Les réunions de haut niveau qui ont eu lieu récemment, notamment la rencontre de Reykjavik entre MM. Reagan et Gorbatchev, constituent des étapes importantes sur le plan des relations Est-Ouest.
- La stratégie de dissuasion de l'Alliance, fondée sur l'existence de moyens de défense adéquats dans les domaines conventionnel et nucléaire, a prouvé sa valeur en préservant la paix et en nous permettant de résister à toute intimidation. Elle reste pleinement valable. Face à l'accroissement constant des forces soviétiques, l'Alliance doit continuer d'accorder une priorité absolue au maintien de cet ensemble efficace de moyens de dissuasion.

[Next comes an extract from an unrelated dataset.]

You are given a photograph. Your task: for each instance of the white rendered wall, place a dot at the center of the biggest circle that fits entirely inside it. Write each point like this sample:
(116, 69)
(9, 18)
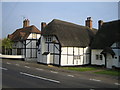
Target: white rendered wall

- La maîtrise des armements et le désarmement font partie intégrante de notre politique de sécurité. Nous restons attachés à la conclusion d'accord équitables qui visent à assurer une plus grande stabilité à des niveaux réduits de forces et d'armements. Ces accords doivent accroître la sécurité en Europe et ne pas affaiblir le lien entre les membres européens et nord-américains de l'Alliance. Des mesures de vérification efficaces sont une condition primordiale de tout accord. Seul le maintien à tout moment d'un équilibre global et stable permettra d'accomplir des progrès concernant la maîtrise des armements.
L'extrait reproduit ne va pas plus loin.